Avante-garde classical composer, freak-folk singer-songwriter and postmodern jazz interloper Kaley Lane Eaton performs her sophomore album, Lookout, live with an all-star orchestra of Seattle’s most beloved genre-bending musicians.

For artists like Kaley Lane Eaton who paint outside the lines, there are seemingly endless boxes to check, but few name-brand comparisons. Joni Mitchell, Björk, Kate Bush, Laurie Anderson. 

On her latest album Lookout, Eaton regularly makes pressure-testing trips from the vast cosmos down to the particular details of home in the Pacific Northwest. In her words, “It’s a behemoth.” From the ever-expanding space of jazz cymbals, flute, and harp, down to the folksy pluck of her banjo — a prized recent acquisition — and the grounding chords of her great-great-great grandmother’s piano, which shipped up the Missouri River to the family homestead in Montana. 

There are no electronic instruments to be found here, but many trees. The sequoia on the hillside, aspens quaking, cedar, and Jeffrey pine.

With her experience in electronic music, Eaton’s choice to exclude digital instruments from the palette is immediately felt. It’s not that technology doesn’t exist here. It’s a conscious focus on human beings with time-tested tools. Ancient technology.

Eaton composes with the full command of her four music degrees and classical training, but there’s an American-ness that can’t be shaken on Lookout. A sorrow, wildness, and expansiveness, not of the European classical tradition, but of jazz, blues and folk. Kaley Lane Eaton is all of these things and more. And none of them precisely.

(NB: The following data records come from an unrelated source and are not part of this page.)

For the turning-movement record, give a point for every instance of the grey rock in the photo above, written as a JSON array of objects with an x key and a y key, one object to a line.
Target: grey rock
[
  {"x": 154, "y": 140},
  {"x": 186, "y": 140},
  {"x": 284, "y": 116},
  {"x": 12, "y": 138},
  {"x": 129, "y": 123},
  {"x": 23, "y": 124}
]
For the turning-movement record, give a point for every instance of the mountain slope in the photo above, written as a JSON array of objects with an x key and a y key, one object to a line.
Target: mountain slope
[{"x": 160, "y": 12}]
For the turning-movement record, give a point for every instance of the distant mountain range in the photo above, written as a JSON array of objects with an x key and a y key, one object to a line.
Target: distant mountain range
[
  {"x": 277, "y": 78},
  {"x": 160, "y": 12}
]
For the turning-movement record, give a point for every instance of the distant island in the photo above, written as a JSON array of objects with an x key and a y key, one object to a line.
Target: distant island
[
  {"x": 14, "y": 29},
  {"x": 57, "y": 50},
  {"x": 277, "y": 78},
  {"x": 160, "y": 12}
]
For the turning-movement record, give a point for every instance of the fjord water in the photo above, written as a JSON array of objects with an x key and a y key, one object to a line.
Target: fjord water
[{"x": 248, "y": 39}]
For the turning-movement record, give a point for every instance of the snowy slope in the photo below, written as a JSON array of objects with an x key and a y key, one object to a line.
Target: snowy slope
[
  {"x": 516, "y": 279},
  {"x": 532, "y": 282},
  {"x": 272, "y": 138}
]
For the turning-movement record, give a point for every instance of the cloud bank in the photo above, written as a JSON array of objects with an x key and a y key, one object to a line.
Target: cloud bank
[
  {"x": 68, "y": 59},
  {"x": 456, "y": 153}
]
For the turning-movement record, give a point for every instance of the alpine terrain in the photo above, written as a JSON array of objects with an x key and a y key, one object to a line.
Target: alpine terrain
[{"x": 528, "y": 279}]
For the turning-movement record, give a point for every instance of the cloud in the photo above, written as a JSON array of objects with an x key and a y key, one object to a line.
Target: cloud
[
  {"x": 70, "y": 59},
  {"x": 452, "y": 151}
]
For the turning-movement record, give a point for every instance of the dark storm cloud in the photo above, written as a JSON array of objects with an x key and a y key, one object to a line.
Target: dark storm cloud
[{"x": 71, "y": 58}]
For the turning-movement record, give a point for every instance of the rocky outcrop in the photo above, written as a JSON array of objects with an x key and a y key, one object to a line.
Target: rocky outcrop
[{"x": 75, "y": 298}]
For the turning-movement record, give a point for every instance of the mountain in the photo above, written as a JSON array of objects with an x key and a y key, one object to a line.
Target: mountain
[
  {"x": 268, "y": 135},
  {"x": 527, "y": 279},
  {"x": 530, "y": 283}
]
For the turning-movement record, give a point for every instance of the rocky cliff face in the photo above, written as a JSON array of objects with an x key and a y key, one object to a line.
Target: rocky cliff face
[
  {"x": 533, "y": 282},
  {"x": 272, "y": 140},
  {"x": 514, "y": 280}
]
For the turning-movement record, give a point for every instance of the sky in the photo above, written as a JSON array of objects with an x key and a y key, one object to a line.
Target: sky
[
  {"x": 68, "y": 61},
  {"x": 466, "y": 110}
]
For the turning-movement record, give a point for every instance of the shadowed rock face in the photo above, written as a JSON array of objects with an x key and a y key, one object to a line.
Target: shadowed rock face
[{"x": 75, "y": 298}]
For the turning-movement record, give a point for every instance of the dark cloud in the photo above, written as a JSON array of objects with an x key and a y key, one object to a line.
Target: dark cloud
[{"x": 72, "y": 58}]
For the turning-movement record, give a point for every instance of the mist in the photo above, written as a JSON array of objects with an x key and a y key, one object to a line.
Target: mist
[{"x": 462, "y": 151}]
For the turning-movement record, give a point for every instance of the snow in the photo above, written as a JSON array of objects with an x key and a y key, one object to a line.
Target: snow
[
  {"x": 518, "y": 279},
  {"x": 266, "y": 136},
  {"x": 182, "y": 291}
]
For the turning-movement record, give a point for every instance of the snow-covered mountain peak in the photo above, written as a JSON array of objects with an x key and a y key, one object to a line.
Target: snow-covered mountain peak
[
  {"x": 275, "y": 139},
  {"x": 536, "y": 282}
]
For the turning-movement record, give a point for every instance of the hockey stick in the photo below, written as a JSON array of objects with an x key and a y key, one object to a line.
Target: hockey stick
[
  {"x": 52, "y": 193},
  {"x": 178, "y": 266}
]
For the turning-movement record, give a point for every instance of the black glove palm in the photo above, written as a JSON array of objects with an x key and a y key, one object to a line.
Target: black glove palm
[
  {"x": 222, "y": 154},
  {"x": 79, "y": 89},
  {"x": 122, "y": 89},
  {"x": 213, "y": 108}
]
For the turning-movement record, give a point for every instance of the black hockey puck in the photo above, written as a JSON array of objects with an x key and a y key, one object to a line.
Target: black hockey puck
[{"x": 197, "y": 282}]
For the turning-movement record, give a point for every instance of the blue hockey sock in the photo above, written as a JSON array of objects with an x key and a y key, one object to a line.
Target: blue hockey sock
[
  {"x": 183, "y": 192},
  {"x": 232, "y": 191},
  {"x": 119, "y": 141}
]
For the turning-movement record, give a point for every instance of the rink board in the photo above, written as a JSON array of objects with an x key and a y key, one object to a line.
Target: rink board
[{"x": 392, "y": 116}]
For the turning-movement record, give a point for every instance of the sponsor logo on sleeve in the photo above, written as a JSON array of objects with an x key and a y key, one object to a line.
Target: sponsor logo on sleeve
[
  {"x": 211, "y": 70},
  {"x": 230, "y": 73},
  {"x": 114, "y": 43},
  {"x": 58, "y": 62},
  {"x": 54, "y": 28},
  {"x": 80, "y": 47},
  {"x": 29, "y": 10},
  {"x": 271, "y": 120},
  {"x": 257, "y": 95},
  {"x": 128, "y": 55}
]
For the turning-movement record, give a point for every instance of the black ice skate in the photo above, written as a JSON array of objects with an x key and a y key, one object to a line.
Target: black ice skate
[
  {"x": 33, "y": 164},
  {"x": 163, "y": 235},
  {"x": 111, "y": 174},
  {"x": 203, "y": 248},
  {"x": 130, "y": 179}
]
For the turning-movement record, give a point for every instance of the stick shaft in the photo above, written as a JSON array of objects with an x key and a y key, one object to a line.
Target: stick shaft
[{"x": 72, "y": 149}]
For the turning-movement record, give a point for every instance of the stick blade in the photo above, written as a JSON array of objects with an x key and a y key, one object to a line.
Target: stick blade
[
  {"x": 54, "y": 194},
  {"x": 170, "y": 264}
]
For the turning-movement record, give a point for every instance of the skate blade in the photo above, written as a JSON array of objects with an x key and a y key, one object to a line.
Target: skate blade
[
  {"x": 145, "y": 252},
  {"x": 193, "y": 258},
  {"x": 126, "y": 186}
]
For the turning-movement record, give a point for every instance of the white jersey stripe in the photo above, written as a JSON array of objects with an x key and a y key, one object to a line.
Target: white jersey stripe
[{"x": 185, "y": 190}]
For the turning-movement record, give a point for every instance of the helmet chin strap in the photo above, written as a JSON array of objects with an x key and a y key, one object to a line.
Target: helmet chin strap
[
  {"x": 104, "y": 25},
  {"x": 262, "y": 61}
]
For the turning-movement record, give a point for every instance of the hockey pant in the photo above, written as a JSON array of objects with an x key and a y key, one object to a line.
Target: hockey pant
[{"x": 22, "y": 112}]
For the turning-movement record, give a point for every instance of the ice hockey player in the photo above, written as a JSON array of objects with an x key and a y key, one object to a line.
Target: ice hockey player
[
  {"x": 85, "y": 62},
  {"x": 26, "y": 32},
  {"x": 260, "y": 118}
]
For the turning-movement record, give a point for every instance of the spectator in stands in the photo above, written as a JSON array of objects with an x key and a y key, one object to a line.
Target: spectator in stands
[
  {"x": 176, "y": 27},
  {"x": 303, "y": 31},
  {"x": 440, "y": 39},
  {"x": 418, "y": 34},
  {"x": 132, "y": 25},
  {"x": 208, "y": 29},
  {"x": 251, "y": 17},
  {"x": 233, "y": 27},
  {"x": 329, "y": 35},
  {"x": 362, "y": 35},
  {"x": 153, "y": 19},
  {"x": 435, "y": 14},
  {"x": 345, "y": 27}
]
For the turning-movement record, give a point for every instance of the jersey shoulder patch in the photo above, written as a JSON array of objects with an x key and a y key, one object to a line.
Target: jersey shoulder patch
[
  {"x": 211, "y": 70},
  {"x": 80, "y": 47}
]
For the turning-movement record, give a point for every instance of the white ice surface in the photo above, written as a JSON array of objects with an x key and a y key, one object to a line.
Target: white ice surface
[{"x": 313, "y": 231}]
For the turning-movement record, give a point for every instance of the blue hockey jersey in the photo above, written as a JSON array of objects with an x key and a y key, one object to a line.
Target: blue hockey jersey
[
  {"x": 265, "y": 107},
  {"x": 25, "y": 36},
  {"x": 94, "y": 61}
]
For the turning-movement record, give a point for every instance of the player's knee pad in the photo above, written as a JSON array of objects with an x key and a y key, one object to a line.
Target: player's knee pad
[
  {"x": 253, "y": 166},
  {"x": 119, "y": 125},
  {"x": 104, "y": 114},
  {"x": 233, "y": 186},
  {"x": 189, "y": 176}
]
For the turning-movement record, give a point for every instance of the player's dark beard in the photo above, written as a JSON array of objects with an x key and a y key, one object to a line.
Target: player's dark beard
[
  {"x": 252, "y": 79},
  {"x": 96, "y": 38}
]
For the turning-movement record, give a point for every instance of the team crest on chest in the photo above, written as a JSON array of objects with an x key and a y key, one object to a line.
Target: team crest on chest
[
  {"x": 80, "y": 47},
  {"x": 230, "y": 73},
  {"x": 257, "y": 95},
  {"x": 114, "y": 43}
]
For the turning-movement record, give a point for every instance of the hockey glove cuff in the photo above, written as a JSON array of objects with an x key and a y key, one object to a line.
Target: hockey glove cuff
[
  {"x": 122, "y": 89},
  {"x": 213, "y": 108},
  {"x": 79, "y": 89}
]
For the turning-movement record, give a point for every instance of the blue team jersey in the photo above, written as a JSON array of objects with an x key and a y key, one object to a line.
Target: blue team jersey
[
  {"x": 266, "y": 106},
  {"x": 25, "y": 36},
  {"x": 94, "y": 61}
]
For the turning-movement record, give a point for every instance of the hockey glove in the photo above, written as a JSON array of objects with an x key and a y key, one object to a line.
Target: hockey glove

Eaton (on vocals, banjo, and piano), is joined on this live performance of Lookout by Chris Icasiano (drums), Kayce Guthmiller (voice and viola), Moe Weisner (bass), Samantha Boshnack (trumpet), Heather Bentley (viola), Leanna Keith (flute), Neil Welch (saxophone), Rian Souleles (guitar, bouzouki, and baglama), Lily Press (harp), Simon Linn-Gerstein (cello), Alina To (violin), Maria Scherer-Wilson (cello), and Aleida Gehrels (viola), Ray Larsen (trumpet).